Great. I think lowering the keepalives interval *does* work. I lowered it to 10 secs and it seems to be keeping the connection (I'm using FTP). I had tried switching to passive mode, and thought that was working, but in fact I still got a disconnection after a while. I'm testing this in WinSCP itself.
So, now how do I set keepalives from a script (which is the only place I would find it useful to use "keepuptodate")? I note that the open command has the following switches:
-privatekey=<key> Private key path
-timeout=<sec> Server response timeout
-hostkey=<fingerprint> Specifies fingerprint of expected host key.

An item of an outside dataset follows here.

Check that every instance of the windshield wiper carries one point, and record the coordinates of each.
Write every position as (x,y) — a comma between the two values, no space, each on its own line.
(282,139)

-passive Passive mode (FTP protocol only)
Unfortunately, no keepalives switch. Any chance of this being added? From a site search, I note that there was a similar request about two weeks ago, but no resolution or answer.
Kind regards,
Mike
Edit: I just discovered
https://winscp.net/eng/docs/commandline. Can I use the following to do what I want:
winscp.exe [session] /keepuptodate [local_directory] [remote_directory] [/defaults]
Do I understand correctly that the "keepalives" setting would come from the stored session, so I can set it to what I require to keep my connection alive when invoked as above? With this, would I be able to invoke it as a background task e.g. on login, as I would require?